Praqma is now making ASK available as open source.

As the company notes in today’s announcement, running a Data Center application and ensuring high availability can be a lot of work using today’s methods. With AKS and by containerizing the applications, scaling and management should become easier — and downtime more avoidable.

“Availability is key with ASK. Automation keeps mission-critical applications running whatever happens,” Praqma’s team explains. “If a Jira server fails, Data Center will automatically redirect traffic to healthy servers. If an application or server crashes Kubernetes automatically reconciles by bringing up a new application. There’s also zero downtime upgrades for Jira.”
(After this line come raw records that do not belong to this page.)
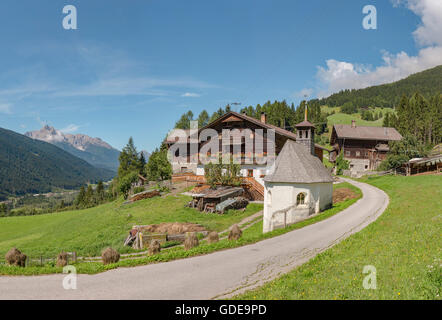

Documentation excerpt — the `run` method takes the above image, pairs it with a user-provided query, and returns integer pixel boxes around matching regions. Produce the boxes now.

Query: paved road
[0,181,389,299]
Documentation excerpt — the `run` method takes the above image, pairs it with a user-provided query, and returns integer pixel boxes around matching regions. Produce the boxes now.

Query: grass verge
[0,183,362,275]
[236,175,442,300]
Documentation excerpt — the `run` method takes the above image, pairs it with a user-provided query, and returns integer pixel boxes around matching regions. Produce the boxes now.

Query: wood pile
[130,190,161,202]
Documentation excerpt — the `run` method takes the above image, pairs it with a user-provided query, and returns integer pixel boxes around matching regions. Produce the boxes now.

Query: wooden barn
[330,120,402,174]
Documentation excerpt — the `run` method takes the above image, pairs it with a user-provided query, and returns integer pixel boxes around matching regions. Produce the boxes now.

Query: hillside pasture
[236,175,442,300]
[0,195,262,260]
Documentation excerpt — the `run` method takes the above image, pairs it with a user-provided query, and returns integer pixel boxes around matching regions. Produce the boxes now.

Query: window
[296,192,305,206]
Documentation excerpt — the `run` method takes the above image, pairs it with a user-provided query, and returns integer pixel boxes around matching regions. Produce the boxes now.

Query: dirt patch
[136,222,206,235]
[191,184,210,193]
[333,188,358,203]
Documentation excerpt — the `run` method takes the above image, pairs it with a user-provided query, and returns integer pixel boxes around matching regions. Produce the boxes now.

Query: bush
[184,232,199,250]
[336,151,350,175]
[101,247,120,265]
[5,248,27,268]
[133,187,146,194]
[229,224,242,240]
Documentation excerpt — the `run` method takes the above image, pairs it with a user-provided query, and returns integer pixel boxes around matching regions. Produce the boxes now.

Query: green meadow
[0,183,362,275]
[236,175,442,300]
[0,195,262,261]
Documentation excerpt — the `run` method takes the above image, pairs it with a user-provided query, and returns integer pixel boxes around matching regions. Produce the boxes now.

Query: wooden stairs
[172,173,264,201]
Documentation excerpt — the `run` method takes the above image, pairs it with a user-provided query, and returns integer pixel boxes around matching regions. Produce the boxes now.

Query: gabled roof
[201,111,296,139]
[200,111,330,152]
[332,124,402,141]
[264,140,333,183]
[295,120,314,128]
[165,111,331,152]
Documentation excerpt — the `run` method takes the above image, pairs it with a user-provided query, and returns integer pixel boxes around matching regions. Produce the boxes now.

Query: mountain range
[25,125,120,172]
[0,128,115,200]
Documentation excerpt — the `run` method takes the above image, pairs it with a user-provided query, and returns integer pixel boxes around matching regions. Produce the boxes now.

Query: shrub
[184,232,199,250]
[5,248,27,268]
[149,240,161,256]
[207,231,219,243]
[57,251,68,267]
[101,247,120,265]
[229,224,242,240]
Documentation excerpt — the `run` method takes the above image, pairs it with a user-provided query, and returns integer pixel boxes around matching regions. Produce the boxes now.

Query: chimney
[261,112,267,123]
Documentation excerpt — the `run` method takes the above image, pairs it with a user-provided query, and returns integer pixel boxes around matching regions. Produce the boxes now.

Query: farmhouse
[330,120,402,174]
[263,140,333,232]
[165,111,329,186]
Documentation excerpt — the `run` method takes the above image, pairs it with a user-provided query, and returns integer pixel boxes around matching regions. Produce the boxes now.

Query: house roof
[264,140,333,183]
[333,124,402,141]
[295,120,314,128]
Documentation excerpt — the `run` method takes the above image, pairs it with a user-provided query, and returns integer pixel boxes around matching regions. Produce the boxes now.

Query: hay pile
[5,248,27,268]
[207,231,219,243]
[333,188,358,203]
[229,224,242,240]
[101,247,120,264]
[184,232,199,250]
[149,240,161,256]
[136,222,206,235]
[57,251,68,267]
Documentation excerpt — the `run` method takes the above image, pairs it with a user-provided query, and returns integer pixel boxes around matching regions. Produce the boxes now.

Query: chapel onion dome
[264,140,334,183]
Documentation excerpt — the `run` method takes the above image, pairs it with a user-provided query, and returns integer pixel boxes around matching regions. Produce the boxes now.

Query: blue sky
[0,0,442,151]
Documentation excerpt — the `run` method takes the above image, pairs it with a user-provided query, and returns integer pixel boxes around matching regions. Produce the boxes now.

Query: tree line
[320,66,442,108]
[175,99,329,135]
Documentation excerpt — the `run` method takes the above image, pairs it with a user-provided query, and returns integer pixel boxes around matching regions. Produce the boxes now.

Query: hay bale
[101,247,120,264]
[207,231,219,243]
[56,251,68,267]
[184,232,199,250]
[5,248,27,268]
[229,224,242,240]
[149,240,161,256]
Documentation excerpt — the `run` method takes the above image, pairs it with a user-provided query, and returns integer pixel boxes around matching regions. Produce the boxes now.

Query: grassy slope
[0,183,362,275]
[233,176,442,299]
[0,195,262,260]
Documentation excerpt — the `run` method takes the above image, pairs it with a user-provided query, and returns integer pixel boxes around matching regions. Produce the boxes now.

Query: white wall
[263,182,333,233]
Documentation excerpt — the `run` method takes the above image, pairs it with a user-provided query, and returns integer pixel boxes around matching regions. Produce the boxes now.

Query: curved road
[0,179,389,299]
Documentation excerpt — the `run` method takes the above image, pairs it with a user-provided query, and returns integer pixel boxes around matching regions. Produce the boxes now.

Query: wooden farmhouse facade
[165,111,329,185]
[330,121,402,174]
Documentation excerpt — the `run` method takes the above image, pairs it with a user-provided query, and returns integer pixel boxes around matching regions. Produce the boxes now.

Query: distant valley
[0,128,115,201]
[25,125,120,172]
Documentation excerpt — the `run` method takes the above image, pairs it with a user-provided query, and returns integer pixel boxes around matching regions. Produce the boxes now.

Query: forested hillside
[320,66,442,108]
[0,128,113,200]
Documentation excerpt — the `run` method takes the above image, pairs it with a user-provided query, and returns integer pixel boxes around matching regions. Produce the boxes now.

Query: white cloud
[181,92,201,98]
[0,103,12,114]
[60,124,80,133]
[401,0,442,46]
[294,88,314,98]
[317,0,442,97]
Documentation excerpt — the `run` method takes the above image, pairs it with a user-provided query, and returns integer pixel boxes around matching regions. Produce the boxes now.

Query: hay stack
[229,224,242,240]
[149,240,161,256]
[101,247,120,264]
[207,231,219,243]
[5,248,27,268]
[57,251,68,267]
[184,232,199,250]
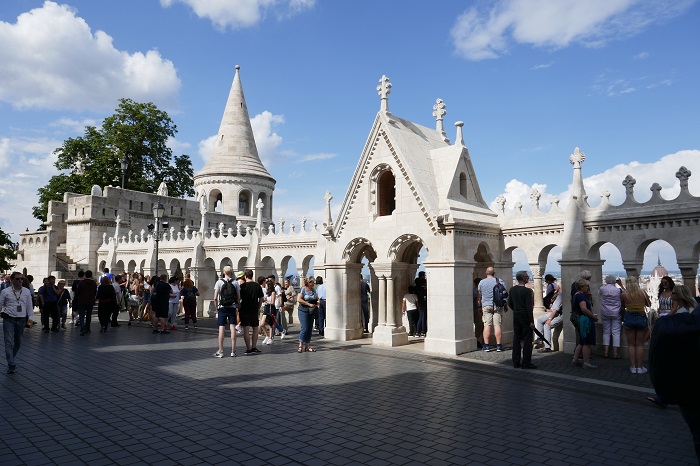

AKS handles the scaling and most admin tasks, in addition to offering a monitoring solution based on the open-source Grafana and Prometheus projects.

Containers are slowly becoming the distribution medium of choice for a number of vendors. As enterprises move their existing applications to containers, it makes sense for them to also expect that they can manage their existing on-premises applications from third-party vendors in the same systems. For some vendors, that may mean a shift away from pre-server licensing to per-seat licensing, so there are business implications to this, but in general, it’s a logical move for most.